River Suck, Galway, Roscommon – Oil Painting
We travelled to East Galway over the weekend to be present at the Christening of James, one of our grandchildren. He is the happiest little boy, always smiling. After heavy rain overnight, thankfully the rain stopped during the day, and the little ones could go out and run around and play in the puddles of water. Great fun was had by all, and the mothers thought this was great (yeah!).
The river in the painting forms the boundary between counties Galway and Roscommon. Its normally less than 10 meters across, but after recent heavy rain it looked as if the whole countryside was a lake. It would be very difficult to know where Galway stops and Roscommon starts.

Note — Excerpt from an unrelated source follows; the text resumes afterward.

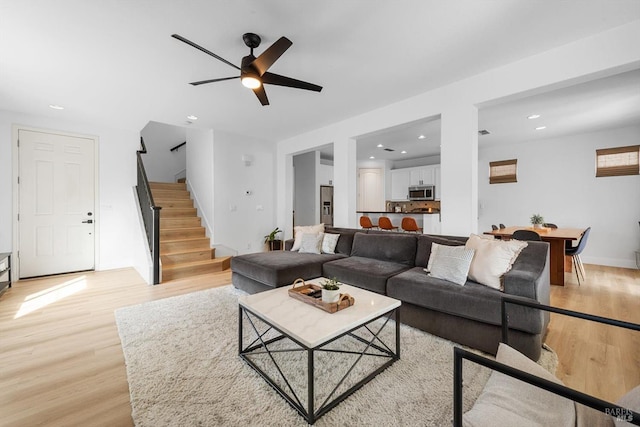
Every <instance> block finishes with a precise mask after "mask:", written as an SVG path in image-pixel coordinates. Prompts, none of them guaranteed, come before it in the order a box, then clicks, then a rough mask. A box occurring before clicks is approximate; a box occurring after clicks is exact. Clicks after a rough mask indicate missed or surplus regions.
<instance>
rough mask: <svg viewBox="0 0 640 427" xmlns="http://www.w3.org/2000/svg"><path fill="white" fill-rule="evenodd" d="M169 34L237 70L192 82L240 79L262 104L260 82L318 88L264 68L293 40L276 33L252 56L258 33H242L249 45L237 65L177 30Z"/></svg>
mask: <svg viewBox="0 0 640 427" xmlns="http://www.w3.org/2000/svg"><path fill="white" fill-rule="evenodd" d="M171 37H173V38H174V39H177V40H180V41H181V42H183V43H186V44H188V45H190V46H193V47H195V48H196V49H198V50H200V51H202V52H204V53H206V54H207V55H211V56H213V57H214V58H216V59H217V60H219V61H222V62H224V63H225V64H227V65H230V66H231V67H233V68H235V69H237V70H239V71H240V75H239V76H234V77H222V78H219V79H209V80H201V81H197V82H192V83H190V84H191V85H193V86H198V85H202V84H206V83H214V82H220V81H223V80H232V79H240V80H241V81H242V84H243V85H244V86H246V87H248V88H249V89H252V90H253V93H255V94H256V96H257V97H258V99H259V100H260V103H261V104H262V105H269V99H268V98H267V93H266V92H265V90H264V86H263V85H265V84H271V85H277V86H287V87H293V88H296V89H306V90H312V91H314V92H320V91H321V90H322V86H318V85H314V84H312V83H307V82H303V81H301V80H296V79H292V78H291V77H285V76H281V75H278V74H273V73H270V72H268V71H267V70H268V69H269V68H270V67H271V66H272V65H273V63H274V62H276V61H277V60H278V58H280V56H282V54H283V53H285V52H286V51H287V49H289V48H290V47H291V45H292V44H293V43H292V42H291V40H289V39H288V38H286V37H280V38H279V39H278V40H276V42H275V43H273V44H272V45H271V46H269V47H268V48H267V49H266V50H265V51H264V52H262V54H261V55H260V56H258V57H257V58H256V57H255V56H253V49H255V48H257V47H258V46H260V41H261V39H260V36H258V35H257V34H254V33H246V34H244V35H243V36H242V40H244V43H245V44H246V45H247V46H248V47H249V48H250V49H251V53H249V55H247V56H245V57H244V58H242V63H241V65H240V67H238V66H237V65H235V64H233V63H231V62H229V61H227V60H226V59H224V58H222V57H220V56H218V55H216V54H215V53H213V52H211V51H209V50H207V49H205V48H203V47H202V46H200V45H197V44H196V43H194V42H192V41H191V40H187V39H186V38H184V37H182V36H181V35H179V34H172V35H171Z"/></svg>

The land is very flat here and its close to the river Shannon which is also prone to flooding the countryside after heavy rain.
The scene presented itself as we were travelling home, just before sunset. I can’t resist a beautiful sky and couldn’t wait to get painting while it was fresh in my mind. The scene was all about the sky and the reflections on the flood waters but this alone does not make a good painting. Simply recording this natural phenomenon is not enough. I constructed a scene to allow me to indulge myself and include the sky. To heighten the drama, the composition is on a knife edge.
Remember I wrote about composition in a previous post, the see-saw of left and right side balancing. The traditional method of creating drama or tension is to have a vertical rather than horizontal shape to the painting and include diagonal lines in the design. Well neither of these methods would suit this scene. I placed the sun a little off centre and then put the boats a little to the other side. So all the important bits are in a narrow space. This is in effect what happens in a vertical painting. In planing the design I also included diagonal lines in the sky (the shafts of light) and the lines are echoed in the shape of the mid and foreground.
The colours are: Burnt Sienna & Raw Umber (red), Raw Sienna (yellow) and French Ultramarine. Plus, of course, black and white. There is a lot of work in the sky to achieve the movement. Of the hour and a half to complete the painting, the sky alone took nearly an hour. The video will show the buildup of shapes and the efforts in creating a random chaos in the clouds. I find it easier to make it up as I go along, taking advantage of the shapes created in the earlier ‘mad’ stage of underpainting.